残った花瓶だけを見詰めていたであろう本人を見ると。

床にたたきつけるぐらいはしただろう。

もしかしたら当時、ゆうみはそのいじめに対して麻痺していたのかもしれない。

両親の死によって加速し、当たり前となったいじめに対して。

感謝さえしたのだろう。

そこにいなくても分かる、ゆうみを見るクラスメイトの視線。

クラスに産まれた異存在に対して、どう対処していいか分からない。

怯えて、できる限り目を合わせないようにして過ごす。

でもそれは、果たしてできるだろうか。

同じクラスメイトとして最小限接するのだから、それは難しい。

「あのさ、クラスとはその後、どうしたの?」

両親を亡くしたショックで、家に引きこもったとかそういうことをうさぎは聞きたかった。

けれども、ゆうみは。

「ううん。どうもしないよ。いつも通り、無視とかあぶれなんて、誰にでもあることだったし、日常、みたいな。だからさ、そんなもんだよ」

「!!」

うさぎは、寒気がした。

中学入学してから、ゆうみと友達になってからあった、あの薄い膜のようなモノ。

当然、ゆうみとかつてクラスメイトだった者も、持ち上がりで入学しているだろう。

彼女、彼らは知っていたから、声をかけなかった。

腫れ物でも扱うような、排除というような。

鋭い刃物で傷つけられたみたいに、体中が痛かった。

うさぎは、ゆうみもその後の話を聞けなかった。

っというより聞きたくなかった。

今までずっと、普通に接することができたゆうみが、全く違う人間に見えた。

これ以上、踏み込むことをうさぎは躊躇したのだ。

ゆうみの異常を側で見ていて、分かったであろう兄のゆうたがなぜ、涙を保持したのかも。

これでは、保持する。

今までしなかった方が、おかしかったのだとうさぎは思う。

「あー、私。先生に呼ばれてたんだ」

「うさぎ?」

あまりにも露骨で、白々しい言い訳。

首を傾げるゆうみをおいて、うさぎは背を向けて走り出す。

一緒にいたくなかった。

これから先、ゆうみと友達でいられる自信がなかった。

ゆうみが新と出会って、こういうことに巻き込まれるでさえ、置いてかれるのが怖かったくせに。

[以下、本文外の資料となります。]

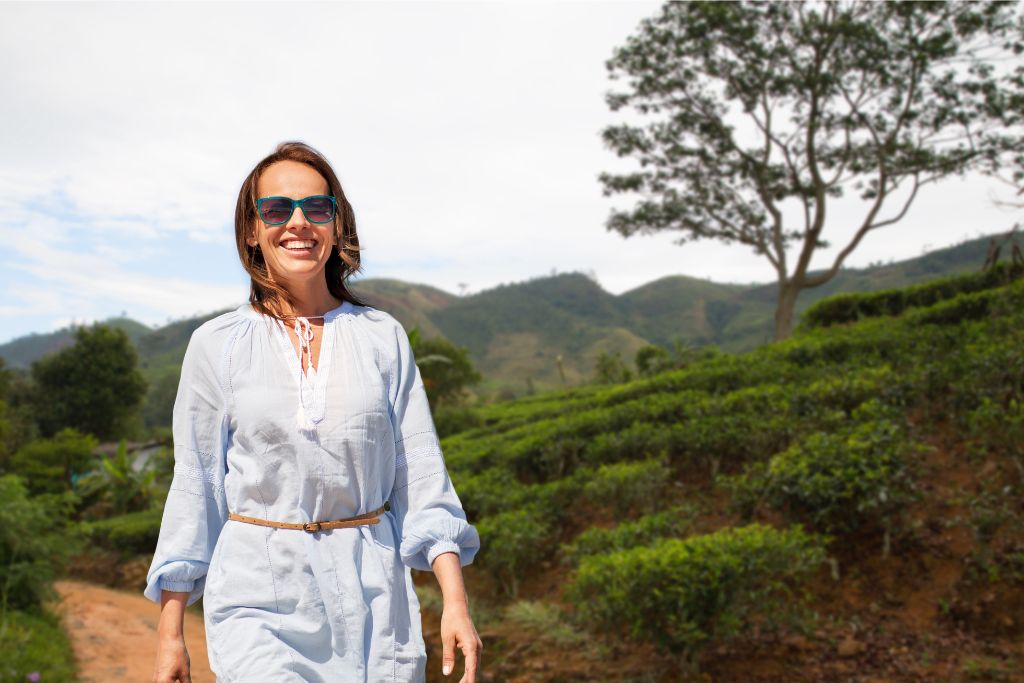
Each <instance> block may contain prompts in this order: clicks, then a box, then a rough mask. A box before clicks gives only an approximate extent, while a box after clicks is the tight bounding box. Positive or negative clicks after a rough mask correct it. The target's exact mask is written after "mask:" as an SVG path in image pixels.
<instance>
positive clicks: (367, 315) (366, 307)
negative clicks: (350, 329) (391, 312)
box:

自分は、ゆうみの異常を知るやすぐ逃げ出してしまうことに。

ゆうみはきっと、具合が悪かったんだろうとしか思わない、幼稚さに。

腹が立って悔しくて、泣いて喚いて欲しいくて、傷ついてほしくて。

ようやく、うさぎは立ち止まった。

いつの間にかなっていたチャイムのせいか、周りには誰もいない。

別館、職員棟や特別室などがそこを通り過ぎて、木工館と言われる別の棟へ辿り着いていた。

ここは、名の通り、図工などで使う特別教室。

今は誰もいないがらんとした教室の一つに入ると、うさぎは一人その場にしゃがみ込んで膝をかかえた。

誰も来ないで、誰も自分を見つけないでと思いながら。

そう思うのに、誰かに見つけて欲しくて泣いた。